Pilot Wave Theory and Time
I’m becoming more and more intrigued by Pilot Wave Theory’s (DeBroglie–Bohm theory) description of the mechanisms underlying quantum dynamics. Specifically, it seems to do a good job of sensibly illustrating quantum phenomena without the need to believe in some of the more exotic aspects of the Copenhagen interpretation or the many-worlds interpretation. Granted the Copenhagen interpretation is still more accepted by the mainstream, and is mathematically more efficient. In its current form, pilot wave theory may be inconsistent with special relativity, but it’s fun to think about.
Taking a step back from the math and thinking about pilot wave theory more broadly (which could get me into trouble, but here goes), I’ll jot down intuited explanations for two of the more problematic aspects of pilot wave theory.
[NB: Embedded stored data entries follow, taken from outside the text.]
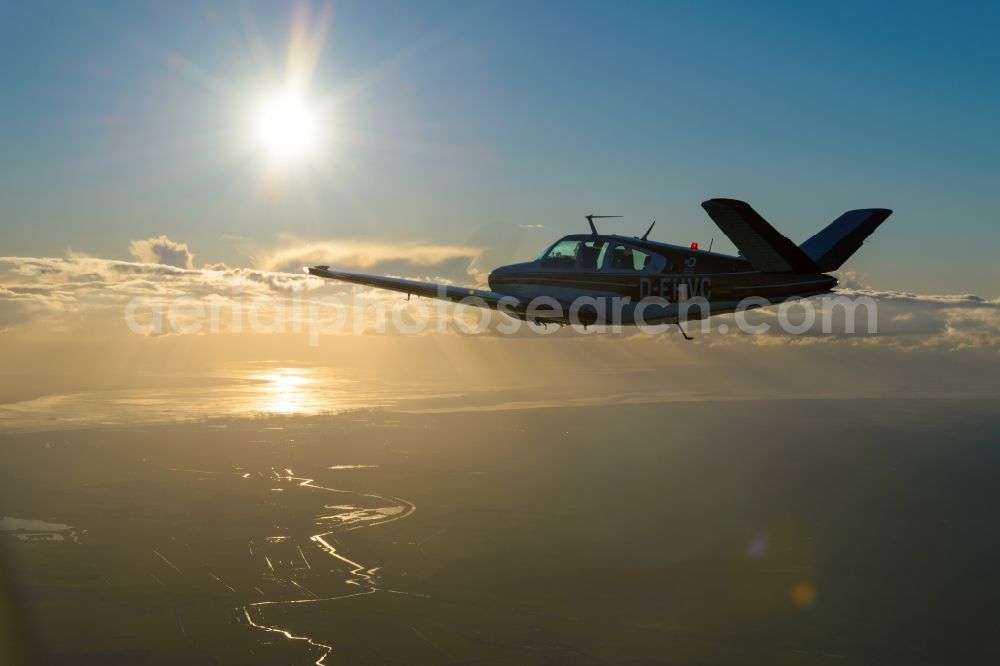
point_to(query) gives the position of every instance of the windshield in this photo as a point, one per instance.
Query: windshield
(562, 254)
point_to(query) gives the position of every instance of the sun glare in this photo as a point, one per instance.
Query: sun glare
(285, 127)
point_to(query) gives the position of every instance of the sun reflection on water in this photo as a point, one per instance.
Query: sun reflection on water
(286, 391)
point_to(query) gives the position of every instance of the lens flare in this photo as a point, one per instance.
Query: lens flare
(285, 127)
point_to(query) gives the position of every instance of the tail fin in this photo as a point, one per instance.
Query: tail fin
(760, 243)
(834, 245)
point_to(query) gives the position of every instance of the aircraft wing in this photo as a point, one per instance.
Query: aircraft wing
(448, 292)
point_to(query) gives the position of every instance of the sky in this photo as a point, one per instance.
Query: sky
(449, 138)
(453, 123)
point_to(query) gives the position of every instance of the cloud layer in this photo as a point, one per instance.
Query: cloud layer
(67, 293)
(162, 250)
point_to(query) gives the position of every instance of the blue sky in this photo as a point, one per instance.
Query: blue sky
(455, 122)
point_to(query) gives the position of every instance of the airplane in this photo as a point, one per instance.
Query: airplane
(600, 278)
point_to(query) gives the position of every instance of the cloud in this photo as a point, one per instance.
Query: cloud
(292, 253)
(162, 250)
(67, 293)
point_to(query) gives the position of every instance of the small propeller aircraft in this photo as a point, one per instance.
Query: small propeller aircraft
(603, 279)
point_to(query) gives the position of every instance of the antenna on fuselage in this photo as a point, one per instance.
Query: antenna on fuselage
(591, 218)
(648, 230)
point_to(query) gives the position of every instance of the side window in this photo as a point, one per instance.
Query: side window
(592, 255)
(562, 255)
(624, 258)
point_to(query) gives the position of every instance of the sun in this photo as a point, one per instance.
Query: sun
(285, 127)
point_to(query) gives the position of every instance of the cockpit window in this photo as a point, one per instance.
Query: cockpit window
(625, 258)
(592, 254)
(562, 254)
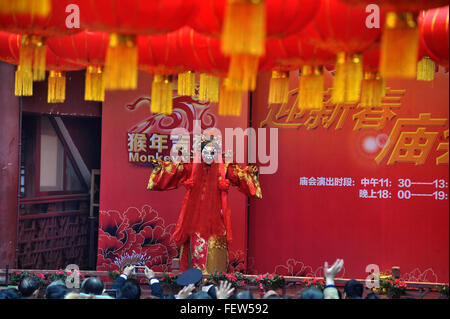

Let’s start with the one that I resonate with most:
- For pilot wave theory to make sense, there must be a sort of dynamic universal underlying medium (many conceptualize as vibrating or wave-like substrate). In the typical pilot wave conceptualization, that substrate is behaving like a wave and is oscillating. These wave-like oscillations in the substrate explain quantum dynamics like dual slit probabilistic vs definite location / momentum dualities in particle behavior. But, the need to believe in some unseen vibrating universal substrate is a big hurdle to overcome. Here’s my suggestion for that substrate: time. Or, more relativistically speaking, the progression of spacetime.
- Many will argue that pilot wave theory necessitates a deterministic view of the universe. That’s true only if the substrate is fundamental and immutable or, at the very least, stable and uninfluenced. But, if time (spacetime) can be warped, punctured, dilated or otherwise bent (which we know it can), the medium underlying pilot wave theory is not immutable and therefore the trajectory of the universe isn’t necessarily deterministic.
Pilot wave theory is only fully deterministic if you know the initial state of a system and the wave function of the pilot/guiding wave. But, if the wave function is dynamic or mutable, the system is not deterministic — you can’t always calculate where each particle will end up.
Steinberg et. al.’s experiment might give credence to the thought that the pilot wave is time (the progression of spacetime). In their entangled photon & beam splitter experiment, Steinberg and his colleagues found that the answer to the question “Which path did the first photon take?” depended on when it was asked. In the moments immediately after the first photon passes through the beam splitter, the second photon is very strongly correlated with the first photon’s path. “As one particle goes through the slit, the probe [the second photon] has a perfectly accurate memory of which slit it went through,” Steinberg explains. But as time passes and the first photon travels further, the detector photon’s report becomes less reliable. So, if you conduct your measurement of the observation photon’s orientation shortly after the original photon passes through the beam splitter, the pilot waves haven’t yet interacted. If you wait until later, after time-based pilot wave interference has taken place, you will observe surrealistic path data. Basically:
Intuition is that we’d want to test whether time is the pilot wave / universal substrate. Perhaps you could do this by conducting Steinberg-style pilot wave theory experiments in an environment with unstable time and measure how those perturbations in spacetime impact the results. This is easier said than done, but maybe there are methods — e.g., conduct the experiment continuously while monitoring gravitational waves, and analyze the correlation of results. If tachyon neutrinos are found to be a thing, see how their presence might impact the results.
2020 Update: Gravitational waves, even more interestingly specific resonances of gravitational waves, affect entanglement in vacuum (https://arxiv.org/abs/2006.11301). This could support deBroglie-Bohm theory with the progression of time (relativistically speaking, spacetime) serving as the underlying pilot wave. The resonances are particularly interesting in that they may reveal harmonics with perhaps a frequency or dimension of spacetime wave that is beyond the scope of direct measurement.